Infinitely Losing My Edge
Yeah, I'm losing my edge.
I'm losing my edge.
The kids are coming up from behind.
I'm losing my edge.
I'm losing my edge to the kids from Cambodia and from Edmonton.
But I was there.
I was there in 1968.
I was there at the first Can show in Cologne.
I'm losing my edge.
I'm losing my edge to the kids whose footsteps I hear when they get on the decks.
I'm losing my edge to the internet seekers who can tell me every member of every good group from 1963 to 1979.
I'm losing my edge.
To all the kids in Taipei and Philadelphia.
I'm losing my edge to the art-school Toronto kids in little jackets and borrowed nostalgia for the unremembered nineties.
I'm losing my edge.
I'm losing my edge.
I can hear the footsteps every night on the decks.
But I was there.
I was there in 1976 at the first Soft Boys practice in a loft in Cambridge.
I was working on the arpeggiator sounds with much patience.
I was there when Robert Palmer started up his first band.
I told him, "Don't do it that way. You'll never make a dime."
I was there.
I was the first guy playing the Normal to the grunge kids.
I played it at the Crocodile.
Everybody thought I was crazy.
We all know.
I was there.
I was there.
I've never been wrong.
But I'm losing my edge to better-looking people with better ideas and more talent.
And they're actually really, really nice.
I'm losing my edge.
I heard you have a compilation of every good song ever done by anybody.
Every great song by Scientists. All the underground hits.
All Lee Hazlewood tracks. I heard you have a vinyl of every Gil Scott-Heron and Jamie xx record on German import.
I heard that you have a white label of every seminal funk hit - 1985, '86, '87.
I heard that you have a CD compilation of every good '80s cut and another box set from the '90s.
I hear you're buying a linndrum and a sitar and are throwing your macbook out the window because you want to make something real. You want to make a Gang Green record.
I hear that you and your band have sold your chamberlin and bought a sitar.
I hear that you and your band have sold your sitar and bought a chamberlin.
I hear everybody that you know is more relevant than everybody that I know.
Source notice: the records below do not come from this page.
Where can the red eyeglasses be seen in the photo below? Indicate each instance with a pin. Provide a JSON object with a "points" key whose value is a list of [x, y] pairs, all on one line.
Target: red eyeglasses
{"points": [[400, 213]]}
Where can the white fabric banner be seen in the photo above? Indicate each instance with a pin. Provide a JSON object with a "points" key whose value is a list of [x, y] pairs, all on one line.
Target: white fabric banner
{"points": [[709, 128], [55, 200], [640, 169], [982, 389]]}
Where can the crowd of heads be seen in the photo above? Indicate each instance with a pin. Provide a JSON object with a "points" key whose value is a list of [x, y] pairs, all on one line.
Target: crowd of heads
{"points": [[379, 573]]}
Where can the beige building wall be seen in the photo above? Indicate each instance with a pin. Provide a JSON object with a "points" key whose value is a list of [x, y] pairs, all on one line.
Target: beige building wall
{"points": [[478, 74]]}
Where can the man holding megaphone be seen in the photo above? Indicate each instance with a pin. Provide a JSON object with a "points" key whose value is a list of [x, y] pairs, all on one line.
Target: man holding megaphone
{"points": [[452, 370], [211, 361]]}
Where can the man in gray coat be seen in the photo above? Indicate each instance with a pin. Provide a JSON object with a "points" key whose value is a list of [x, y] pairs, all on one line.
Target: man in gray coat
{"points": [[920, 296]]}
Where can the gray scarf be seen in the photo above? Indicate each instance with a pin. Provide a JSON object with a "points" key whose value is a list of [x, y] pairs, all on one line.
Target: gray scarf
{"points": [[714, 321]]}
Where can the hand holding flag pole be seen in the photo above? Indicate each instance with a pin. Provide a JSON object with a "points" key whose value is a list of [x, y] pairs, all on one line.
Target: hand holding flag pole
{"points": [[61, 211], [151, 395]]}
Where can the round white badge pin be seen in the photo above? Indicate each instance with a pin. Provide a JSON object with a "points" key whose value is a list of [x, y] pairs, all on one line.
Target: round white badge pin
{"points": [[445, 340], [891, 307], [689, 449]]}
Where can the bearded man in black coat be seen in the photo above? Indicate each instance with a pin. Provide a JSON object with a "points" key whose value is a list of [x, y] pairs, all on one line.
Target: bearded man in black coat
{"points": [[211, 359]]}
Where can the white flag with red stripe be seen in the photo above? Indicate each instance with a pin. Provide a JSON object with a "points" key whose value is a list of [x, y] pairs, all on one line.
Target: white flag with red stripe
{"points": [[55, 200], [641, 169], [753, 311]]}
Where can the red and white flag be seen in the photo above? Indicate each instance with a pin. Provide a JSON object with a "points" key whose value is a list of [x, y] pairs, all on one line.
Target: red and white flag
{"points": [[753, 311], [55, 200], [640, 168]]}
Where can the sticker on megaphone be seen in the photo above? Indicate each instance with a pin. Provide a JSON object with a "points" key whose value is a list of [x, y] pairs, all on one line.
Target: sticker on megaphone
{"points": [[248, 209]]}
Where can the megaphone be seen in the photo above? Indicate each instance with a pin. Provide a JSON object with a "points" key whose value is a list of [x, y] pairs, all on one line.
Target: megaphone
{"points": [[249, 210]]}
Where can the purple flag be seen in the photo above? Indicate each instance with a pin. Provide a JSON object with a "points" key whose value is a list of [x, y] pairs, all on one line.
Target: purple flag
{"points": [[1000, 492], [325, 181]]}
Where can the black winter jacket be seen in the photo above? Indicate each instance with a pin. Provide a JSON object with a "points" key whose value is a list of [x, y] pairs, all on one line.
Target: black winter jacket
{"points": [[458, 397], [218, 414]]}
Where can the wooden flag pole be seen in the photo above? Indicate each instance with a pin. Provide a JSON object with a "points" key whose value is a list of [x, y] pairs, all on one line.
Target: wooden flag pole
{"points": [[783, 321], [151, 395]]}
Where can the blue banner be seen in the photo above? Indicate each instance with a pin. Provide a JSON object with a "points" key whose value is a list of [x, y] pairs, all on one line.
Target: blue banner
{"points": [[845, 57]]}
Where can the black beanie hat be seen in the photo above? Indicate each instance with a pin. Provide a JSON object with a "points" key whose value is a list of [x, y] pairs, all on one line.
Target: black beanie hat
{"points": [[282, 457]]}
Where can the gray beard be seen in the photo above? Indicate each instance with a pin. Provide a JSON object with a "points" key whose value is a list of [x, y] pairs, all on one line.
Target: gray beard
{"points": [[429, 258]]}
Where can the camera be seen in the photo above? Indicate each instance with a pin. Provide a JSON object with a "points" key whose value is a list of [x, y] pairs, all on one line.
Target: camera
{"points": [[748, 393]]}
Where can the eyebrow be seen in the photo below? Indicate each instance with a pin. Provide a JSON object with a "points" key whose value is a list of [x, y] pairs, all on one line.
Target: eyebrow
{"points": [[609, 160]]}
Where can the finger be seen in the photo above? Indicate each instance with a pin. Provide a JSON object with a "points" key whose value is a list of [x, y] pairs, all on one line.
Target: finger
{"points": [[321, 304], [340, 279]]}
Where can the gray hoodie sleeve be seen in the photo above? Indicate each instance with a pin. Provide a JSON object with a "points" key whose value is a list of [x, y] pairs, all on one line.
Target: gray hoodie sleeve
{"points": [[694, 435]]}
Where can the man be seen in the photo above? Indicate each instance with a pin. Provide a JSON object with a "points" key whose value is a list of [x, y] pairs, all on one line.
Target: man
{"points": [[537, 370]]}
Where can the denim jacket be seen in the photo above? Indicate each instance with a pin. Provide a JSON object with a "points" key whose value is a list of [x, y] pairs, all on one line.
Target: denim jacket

But have you seen my records?
Intrusion,
Jacob Miller,
The Beau Brummels,
Royal Trux,
D'Angelo,
Bobby Sherman,
Boogie Down Productions,
Rahsaan Roland Kirk,
Moss Icon,
These Immortal Souls,
Icehouse,
a-ha,
Hardrive,
Eve St. Jones,
Bobby Hutcherson,
Make Up,
Little Man,
Rosa Yemen,
The Remains,
Scrapy,
the Soft Cell,
Infiniti,
Electric Light Orchestra,
Wighnomy Brothers & Robag Wruhme,
Skriet,
Bill Near,
Sticky Fingaz feat. Raekwon,
The Happenings,
Black Bananas,
48th St. Collective,
Mantronix,
The Fire Engines,
Robert Görl,
Q65,
The Blues Magoos,
The Raincoats,
Lower 48,
Lonnie Liston Smith,
New York Dolls,
Notorious Big And Bone Thugs,
Crispy Ambulance,
Underground Resistance,
The Mighty Diamonds,
Rites of Spring,
Gang Gang Dance,
Sexual Harrassment,
Jeff Mills,
Curtis Mayfield,
Sight & Sound,
The Monochrome Set,
Ludus,
Pantytec,
Flipper,
Quadrant,
China Crisis,
the Germs,
Crispian St. Peters,
Jimmy McGriff,
Joe Finger,
Joe Smooth,
The Divine Comedy,
Soulsonic Force, Soulsonic Force, Soulsonic Force, Soulsonic Force.
You don't know what you really want.
You don't know what you really want.
You don't know what you really want.
You don't know what you really want.
You don't know what you really want.
You don't know what you really want.
You don't know what you really want.
You don't know what you really want.
You don't know what you really want.
You don't know what you really want.
You don't know what you really want.
You don't know what you really want.
You don't know what you really want.
You don't know what you really want.
You don't know what you really want.